Differential transcriptome and metabolome analysis of Plumbago zeylanica L. reveal putative genes involved in plumbagin biosynthesis.

Plumbagin is a pharmacologically active naphthoquinone present in the Plumbago zeylanica L. having important medicinal properties. The root of P. zeylanica is rich and primary tissue of the plumbagin biosynthesis and accumulation.
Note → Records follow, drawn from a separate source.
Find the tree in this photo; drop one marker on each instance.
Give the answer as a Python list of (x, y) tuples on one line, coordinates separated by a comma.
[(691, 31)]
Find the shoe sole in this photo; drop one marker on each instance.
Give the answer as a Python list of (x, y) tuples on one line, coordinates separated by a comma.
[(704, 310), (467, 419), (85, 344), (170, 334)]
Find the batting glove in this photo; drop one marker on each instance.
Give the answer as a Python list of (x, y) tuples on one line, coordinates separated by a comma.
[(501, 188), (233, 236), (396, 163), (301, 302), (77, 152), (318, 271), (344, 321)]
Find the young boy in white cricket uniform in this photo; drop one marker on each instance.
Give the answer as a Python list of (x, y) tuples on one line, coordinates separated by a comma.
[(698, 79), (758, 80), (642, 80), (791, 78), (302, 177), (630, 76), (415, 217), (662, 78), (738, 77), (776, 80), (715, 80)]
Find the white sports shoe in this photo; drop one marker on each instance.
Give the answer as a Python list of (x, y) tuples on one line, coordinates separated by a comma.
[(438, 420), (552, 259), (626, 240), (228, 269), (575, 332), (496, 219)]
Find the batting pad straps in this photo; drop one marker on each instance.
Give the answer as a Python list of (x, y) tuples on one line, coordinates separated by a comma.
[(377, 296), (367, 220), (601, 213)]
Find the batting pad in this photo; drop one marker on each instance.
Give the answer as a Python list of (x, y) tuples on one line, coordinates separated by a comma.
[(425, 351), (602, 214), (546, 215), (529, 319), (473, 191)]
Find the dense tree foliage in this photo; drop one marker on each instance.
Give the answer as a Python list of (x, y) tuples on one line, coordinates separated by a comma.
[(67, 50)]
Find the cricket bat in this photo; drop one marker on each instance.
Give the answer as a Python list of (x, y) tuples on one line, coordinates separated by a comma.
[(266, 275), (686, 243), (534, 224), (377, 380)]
The complete biosynthetic pathway of plumbagin in plant is still obscure. The present study attempts to understand the plumbagin biosynthetic pathway with the help of differential transcriptome and metabolome analysis of P. zeylanica leaf and root. The transcriptome data showed co-expression of Aldo-keto reductase (PzAKR), Polyketide cyclase (Pzcyclase) and Cytochrome P450 (PzCYPs) transcripts along with the Polyketide synthase (PzPKS) transcripts. Their higher expression in root as compared to leaf supports their possible involvement in plumbagin biosynthesis. The metabolome data of leaf and root revealed naphthalene derivative isoshinanolone that could be potential precursor of plumbagin. Pathway elucidation and transcriptome data of P. zeylanica, will enable and accelerate research on naphthoquinone biosynthesis in plants.